The Retrieval Loop: Query Analysis to Injection

RAG is a three-stage dance: You must understand what the user is really asking, find the facts, and then present those facts to the LLM in a way that doesn't confuse it.

In this lesson, we cover the advanced techniques for Query Understanding and Context Injection.

1. Query Understanding: Fixing the User's Question

Users are often brief or vague. If a user asks "How much?" after a long conversation about a travel plan, a vector search for "How much?" will return garbage results.

The Solution: Query Rewriting (Query Decomposition)

Before searching the database, we use a "Cheap" LLM call to rewrite the user's question into a "Standalone Question" based on the chat history.

User: "How much?"
Chat History: Discussing a trip to Hawaii in July.
Rewritten Search Query: "What is the total cost of a 7-day trip to Hawaii in July including airfare and hotel?"

graph LR
    A[User Query] --> B[LLM: Rewrite Query]
    B --> C[Vector Search: Standalone Query]
    C --> D[Retrieve Chunks]

2. Advanced Retrieval: Beyond Top-K

Sometimes, the "Top-1" result is not enough. You might need to retrieve 10 results and then use a specialized model to Re-rank them.

Re-Ranking

Search engines are fast but "loose." A Re-ranker (like Cohere Rerank) is slower but "accurate." You fetch 20 documents with a fast vector search and then use the Re-ranker to pick the 3 that are actually relevant.

3. Context Injection: Designing the Prompt

Now that you have your 3 text chunks, how do you give them to the LLM?

The "System Context" Pattern

You should never just paste the text into the user's chat bubble. Instead, inject it into the System Prompt as a "Knowledge Base."

Professional Template:

Role: You are a helpful assistant for ABC Corp.

Rules for Grounding:
1. Use ONLY the 'PROVIDED CONTEXT' below to answer the user's question.
2. If the answer is not in the context, say "I don't have that information."
3. Cite the source using [Source ID].

### PROVIDED CONTEXT ###
[ID 1]: {chunk_1_text}
[ID 2]: {chunk_2_text}
### END CONTEXT ###

4. Avoiding "Lost in the Middle"

Researchers have found that LLMs are very good at following instructions at the very beginning and very end of a prompt, but they often ignore information in the middle.

LLM Engineer Strategy: Place your most important instructions (like "Don't hallucinate") at the very end of the prompt, right before the model is supposed to start generating.

5. Handling Token Limits gracefully

What if you retrieve 5 chunks but each one is 1,000 tokens, and your model only supports a small window?

The "Map-Reduce" Strategy:

Map: Ask the LLM to summarize each chunk individually.
Reduce: Use those summaries as the final context for the user's answer.

Code Concept: Context Assembly with Python

def assemble_prompt(query, chunks):
    # Format chunks into a numbered list
    context_block = "\n".join([f"[{i+1}] {c.text}" for i, c in enumerate(chunks)])
    
    # Construct the final prompt
    prompt = f"""
    Answer the question using the context below. 
    If unsure, say you don't know.
    
    ### CONTEXT ###
    {context_block}
    
    ### QUESTION ###
    {query}
    
    Answer:
    """
    return prompt

Summary of Module 5

Concept: RAG is an Open-Book exam for AI (5.1).
Ingestion: Clean, parse, and chunk your data with metadata (5.2).
Storage: Use Vector DBs for semantic similarity (5.3).
Retrieval: Rewrite queries and inject context into structured system prompts (5.4).

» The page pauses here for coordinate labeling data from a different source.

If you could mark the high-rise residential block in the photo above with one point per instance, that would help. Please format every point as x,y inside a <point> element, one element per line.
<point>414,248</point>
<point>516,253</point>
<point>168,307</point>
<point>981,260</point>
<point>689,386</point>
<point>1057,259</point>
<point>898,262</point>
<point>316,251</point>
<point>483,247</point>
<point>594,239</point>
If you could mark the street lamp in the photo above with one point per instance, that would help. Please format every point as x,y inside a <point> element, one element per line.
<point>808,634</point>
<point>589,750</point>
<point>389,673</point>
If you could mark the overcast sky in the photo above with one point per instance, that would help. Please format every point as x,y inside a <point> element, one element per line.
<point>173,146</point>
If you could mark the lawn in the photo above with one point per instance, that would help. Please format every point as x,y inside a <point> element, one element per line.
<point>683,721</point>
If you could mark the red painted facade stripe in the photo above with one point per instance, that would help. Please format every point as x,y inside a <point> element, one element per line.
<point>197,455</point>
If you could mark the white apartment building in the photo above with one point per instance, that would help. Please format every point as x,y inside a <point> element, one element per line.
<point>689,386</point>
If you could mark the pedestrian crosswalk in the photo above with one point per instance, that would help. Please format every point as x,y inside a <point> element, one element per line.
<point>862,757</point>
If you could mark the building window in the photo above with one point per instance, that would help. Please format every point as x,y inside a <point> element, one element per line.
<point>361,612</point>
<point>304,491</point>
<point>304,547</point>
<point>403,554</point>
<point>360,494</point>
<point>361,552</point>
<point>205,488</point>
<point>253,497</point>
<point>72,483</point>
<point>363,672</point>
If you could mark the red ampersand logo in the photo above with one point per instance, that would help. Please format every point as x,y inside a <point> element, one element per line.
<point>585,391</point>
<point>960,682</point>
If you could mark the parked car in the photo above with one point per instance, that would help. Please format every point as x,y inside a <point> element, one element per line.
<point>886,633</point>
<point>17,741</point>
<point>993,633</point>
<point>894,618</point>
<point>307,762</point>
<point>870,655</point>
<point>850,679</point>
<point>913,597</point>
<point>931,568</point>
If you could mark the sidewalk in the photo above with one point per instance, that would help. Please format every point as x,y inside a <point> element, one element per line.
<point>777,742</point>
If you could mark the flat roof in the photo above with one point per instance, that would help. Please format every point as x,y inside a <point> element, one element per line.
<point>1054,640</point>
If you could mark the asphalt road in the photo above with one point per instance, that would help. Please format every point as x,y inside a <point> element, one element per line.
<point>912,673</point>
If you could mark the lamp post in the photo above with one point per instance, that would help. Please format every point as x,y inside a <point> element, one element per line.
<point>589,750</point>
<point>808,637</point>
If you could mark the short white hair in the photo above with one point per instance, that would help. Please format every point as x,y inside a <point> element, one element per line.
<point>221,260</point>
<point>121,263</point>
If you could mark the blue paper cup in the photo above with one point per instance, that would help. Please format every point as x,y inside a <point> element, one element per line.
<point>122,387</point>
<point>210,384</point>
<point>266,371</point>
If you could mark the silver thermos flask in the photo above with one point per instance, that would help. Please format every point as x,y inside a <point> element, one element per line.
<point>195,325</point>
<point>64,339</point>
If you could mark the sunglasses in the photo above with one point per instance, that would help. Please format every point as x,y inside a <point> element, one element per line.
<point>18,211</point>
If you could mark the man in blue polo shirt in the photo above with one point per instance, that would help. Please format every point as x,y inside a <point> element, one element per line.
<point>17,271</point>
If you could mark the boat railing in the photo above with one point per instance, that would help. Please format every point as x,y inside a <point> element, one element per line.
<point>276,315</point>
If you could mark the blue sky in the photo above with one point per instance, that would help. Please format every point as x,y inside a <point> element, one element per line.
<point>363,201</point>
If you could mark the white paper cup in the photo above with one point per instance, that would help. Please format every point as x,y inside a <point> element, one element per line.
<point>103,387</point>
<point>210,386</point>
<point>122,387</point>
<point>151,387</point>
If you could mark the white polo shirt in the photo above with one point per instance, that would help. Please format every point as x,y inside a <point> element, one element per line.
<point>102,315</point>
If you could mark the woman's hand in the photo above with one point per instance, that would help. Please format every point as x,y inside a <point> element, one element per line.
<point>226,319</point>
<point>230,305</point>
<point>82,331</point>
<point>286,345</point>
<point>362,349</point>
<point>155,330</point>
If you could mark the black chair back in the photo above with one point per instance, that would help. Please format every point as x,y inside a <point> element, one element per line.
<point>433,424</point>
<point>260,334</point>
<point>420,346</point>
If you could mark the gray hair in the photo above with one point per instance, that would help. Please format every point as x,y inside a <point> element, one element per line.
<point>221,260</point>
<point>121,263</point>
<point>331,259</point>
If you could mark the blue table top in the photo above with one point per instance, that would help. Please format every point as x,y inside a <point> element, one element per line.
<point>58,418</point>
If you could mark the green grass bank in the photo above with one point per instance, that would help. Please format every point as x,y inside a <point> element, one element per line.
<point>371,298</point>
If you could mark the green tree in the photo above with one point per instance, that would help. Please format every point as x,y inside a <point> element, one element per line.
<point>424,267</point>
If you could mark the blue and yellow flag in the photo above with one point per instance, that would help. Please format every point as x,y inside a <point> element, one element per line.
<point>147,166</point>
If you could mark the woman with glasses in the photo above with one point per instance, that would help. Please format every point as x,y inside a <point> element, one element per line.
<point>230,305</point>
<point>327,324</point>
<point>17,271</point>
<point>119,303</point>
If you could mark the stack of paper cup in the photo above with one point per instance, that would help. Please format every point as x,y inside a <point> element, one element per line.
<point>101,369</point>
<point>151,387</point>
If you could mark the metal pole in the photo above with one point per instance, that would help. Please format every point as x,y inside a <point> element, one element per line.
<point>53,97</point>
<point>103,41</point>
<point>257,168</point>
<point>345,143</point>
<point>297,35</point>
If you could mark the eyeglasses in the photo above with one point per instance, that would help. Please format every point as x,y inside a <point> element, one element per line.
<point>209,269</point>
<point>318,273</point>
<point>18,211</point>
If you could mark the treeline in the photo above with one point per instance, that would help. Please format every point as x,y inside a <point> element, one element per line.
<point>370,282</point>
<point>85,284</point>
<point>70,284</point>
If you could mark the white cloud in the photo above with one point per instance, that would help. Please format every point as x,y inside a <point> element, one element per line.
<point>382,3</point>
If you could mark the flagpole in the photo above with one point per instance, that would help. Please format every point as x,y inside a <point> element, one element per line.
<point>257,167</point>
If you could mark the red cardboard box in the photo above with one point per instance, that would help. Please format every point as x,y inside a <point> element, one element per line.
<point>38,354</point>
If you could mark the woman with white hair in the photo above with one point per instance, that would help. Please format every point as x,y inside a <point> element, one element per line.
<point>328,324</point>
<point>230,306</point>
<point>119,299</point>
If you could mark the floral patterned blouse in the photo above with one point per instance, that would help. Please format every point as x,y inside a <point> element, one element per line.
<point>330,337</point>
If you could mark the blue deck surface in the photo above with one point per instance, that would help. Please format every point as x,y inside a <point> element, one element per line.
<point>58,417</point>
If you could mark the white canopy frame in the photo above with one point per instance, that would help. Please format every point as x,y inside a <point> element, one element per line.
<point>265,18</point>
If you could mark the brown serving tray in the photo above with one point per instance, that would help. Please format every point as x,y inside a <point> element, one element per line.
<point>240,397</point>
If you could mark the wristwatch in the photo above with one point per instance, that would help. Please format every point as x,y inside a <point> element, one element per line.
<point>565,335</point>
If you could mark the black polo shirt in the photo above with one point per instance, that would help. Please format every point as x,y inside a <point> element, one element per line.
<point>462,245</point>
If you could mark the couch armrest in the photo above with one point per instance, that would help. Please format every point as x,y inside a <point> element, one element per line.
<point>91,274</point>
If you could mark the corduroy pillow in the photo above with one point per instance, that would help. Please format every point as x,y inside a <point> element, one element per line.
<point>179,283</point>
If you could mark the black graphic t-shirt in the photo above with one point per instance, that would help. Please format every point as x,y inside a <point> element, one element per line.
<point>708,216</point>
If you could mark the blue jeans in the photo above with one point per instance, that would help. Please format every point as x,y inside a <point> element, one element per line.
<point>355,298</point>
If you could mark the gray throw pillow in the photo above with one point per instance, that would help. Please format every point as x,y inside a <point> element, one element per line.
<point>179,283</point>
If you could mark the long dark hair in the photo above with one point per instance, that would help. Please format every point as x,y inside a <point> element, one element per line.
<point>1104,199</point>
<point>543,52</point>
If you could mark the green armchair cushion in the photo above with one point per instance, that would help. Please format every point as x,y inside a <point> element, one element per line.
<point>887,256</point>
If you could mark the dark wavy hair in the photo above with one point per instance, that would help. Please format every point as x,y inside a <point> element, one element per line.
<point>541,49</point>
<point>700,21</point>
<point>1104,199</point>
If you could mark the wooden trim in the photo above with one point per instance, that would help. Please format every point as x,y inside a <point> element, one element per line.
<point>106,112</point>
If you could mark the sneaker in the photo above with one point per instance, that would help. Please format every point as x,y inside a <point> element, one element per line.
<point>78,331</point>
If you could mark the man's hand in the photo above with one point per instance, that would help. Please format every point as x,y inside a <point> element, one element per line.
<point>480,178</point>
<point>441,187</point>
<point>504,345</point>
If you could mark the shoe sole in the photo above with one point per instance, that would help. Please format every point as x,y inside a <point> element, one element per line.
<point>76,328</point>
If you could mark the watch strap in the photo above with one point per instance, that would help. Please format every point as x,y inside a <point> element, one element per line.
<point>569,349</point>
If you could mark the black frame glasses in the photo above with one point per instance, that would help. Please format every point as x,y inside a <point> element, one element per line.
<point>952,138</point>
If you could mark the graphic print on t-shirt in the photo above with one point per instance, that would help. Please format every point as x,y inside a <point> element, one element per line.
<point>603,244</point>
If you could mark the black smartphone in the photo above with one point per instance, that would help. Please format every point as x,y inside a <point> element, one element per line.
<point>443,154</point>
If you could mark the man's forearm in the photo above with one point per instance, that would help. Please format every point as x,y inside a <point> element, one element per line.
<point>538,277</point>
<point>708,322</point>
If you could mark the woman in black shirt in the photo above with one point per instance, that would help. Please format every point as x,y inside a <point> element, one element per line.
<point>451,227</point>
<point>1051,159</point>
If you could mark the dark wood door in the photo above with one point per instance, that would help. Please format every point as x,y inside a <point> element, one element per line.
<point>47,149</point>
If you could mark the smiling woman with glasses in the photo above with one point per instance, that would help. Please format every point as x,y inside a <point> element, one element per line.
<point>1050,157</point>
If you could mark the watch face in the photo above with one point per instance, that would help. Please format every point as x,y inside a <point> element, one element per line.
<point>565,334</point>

You have now mastered the most powerful way to ground AI in reality. In the next module, we will explore Fine-Tuning, the alternative (and complementary) strategy for specializing a model's behavior.

Exercise: The Hallucination Hunt

You build a RAG system and a user asks: "What is Bob's phone number?" The system returns a chunk about Bob's address and his email, but NOT his phone number. The LLM then replies: "Bob's phone number is 555-0199."

Identify the error:

Did retrieval fail?
Did the prompt fail?
How would you adjust the prompt to stop this hallucination?

Hint: Look at Rule #2 in the context injection pattern above. The model ignored the "Stay Grounded" instruction!